Türk Tabipleri Birliği başkanı Prof Dr Şebnem K. Fincancı, yurt dışında bulunduğu sırada bir TV kanalının sorularına yanıt verdi. Bir Adli Tıp uzmanı bilim insanı kimliği ile düşüncelerini açıkladı. O andan sonra ülkenin en önemli sorunu bu gibi iktidar destekli sosyal medya ve medya aracılığı ile linç başlatıldı. Her linç sonrası olduğu gibi bunun sonucunda “bağımsız yargı” tarafından tutuklu yargılanmasına karar verildi. Bu kabus senaryosu son yıllarda hep aynı şekilde gelişiyor.
Bizim gibi ülkelerde insan haklarını savunmak zordur. İktidarı elinde bulunduranlar ve onların güçleri insan haklarını her ihlal ettiklerinde karşılarında insan hakları savunucularını bulurlar ve saldırıya geçerler. İnsan haklarını savunanları ya terörist ya da marjinal insanlar olarak gösterip ötekileştirmeye çalışırlar. İnsan hakları savunucuları bunu bilmelerine rağmen herkesin insan olmasından kaynaklanan haklarını savunmaya devam ederler, bu yüzden zordur.
Şebnem hocayı Adli tıp ihtisasıma başladığımdan beri yaklaşık 27 yıldır tanıyorum. Bizim Adli tıp camiası çok geniş sayılmaz herkes birbirini iyi kötü tanır(Son yıllarda gençlerin sayısı çok arttığı için bu yazdıklarım bizim kuşak için geçerli). Hocayı tanıyan hiçbir adli tıp uzmanı, Hocanın bu açıklamaları sonrası bu terör propagandasıdır ya da evinde kitap bulundu, mermi bulundu terör örgütü üyesidir demez. Bizim camia onu yılmaz insan hakları savunucu olarak bilir.
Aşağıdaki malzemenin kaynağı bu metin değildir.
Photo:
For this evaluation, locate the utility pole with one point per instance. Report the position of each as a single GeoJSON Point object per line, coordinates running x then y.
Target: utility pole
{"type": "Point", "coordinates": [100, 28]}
Medyada Şebnem hoca ve onun üzerinden TTB ne karşı öylesine bir linç başlatıldı ki sanırsınız TTB terör örgütüdür. Ne yazık ki bu linçe katılan bir çok “meslektaşımız” bulunmaktadır. Meslektaşımızı tırnak içinde yazdım çünkü en temel insan hakkı olan düşünceyi açıklama özgürlüğünden haberi olmayan, yaşam hakkının kutsallığını bilmeyen birinin iyi hekim olma şansı yoktur. Bunlar ettikleri yeminin anlamını bilmekten bile uzak kişilerdir. Böyle hekimler az sayıda da değildir. 21 yüzyılda bile işkence bulgularını yazmayan rapor etmeyen, ben terörist tedavi etmem diyen, bayrak ezan diyen ama hastasını tedavi etmeyen doktorlar vardır. Bunlardan iyi hekim olmaz.
İktidarın ele geçiremediği meslek örgütlerinden olan TTB, TMMOB, TBB gibi meslek örgütlerine olan düşmanlığı bitmemekte elinden gelen kötülüğü yapmaya çalışmaktadır. Ancak bu saldırılara rağmen meslek örgütleri ülkenin sorunları ile ilgili görüş belirtmeye devam etmektedir ve edecektir. Ülkede ki bunca yolsuzluk ve hukuksuzluk iktidar tarafından sorun edilmemekte ancak meslek örgütlerini kapatma yada işlevsiz bırakma çabaları sürmektedir.
Şebnem hocanın tutuklanması topluma ne olursa olsun iktidara karşı konuşmayın, görüş belirtmeyin hatırlatmasıdır. Bakın TTB başkanı bir profesörü konuştu diye tutukluyoruz size neler yapmayız mesajıdır. Şebnem hoca hapisten çıkar insan hakları mücadelesine kaldığı yerden devam eder ancak bu linçe katılanlar insan olmaya kaldıkları yerden devam edebilirler mi bilemiyorum.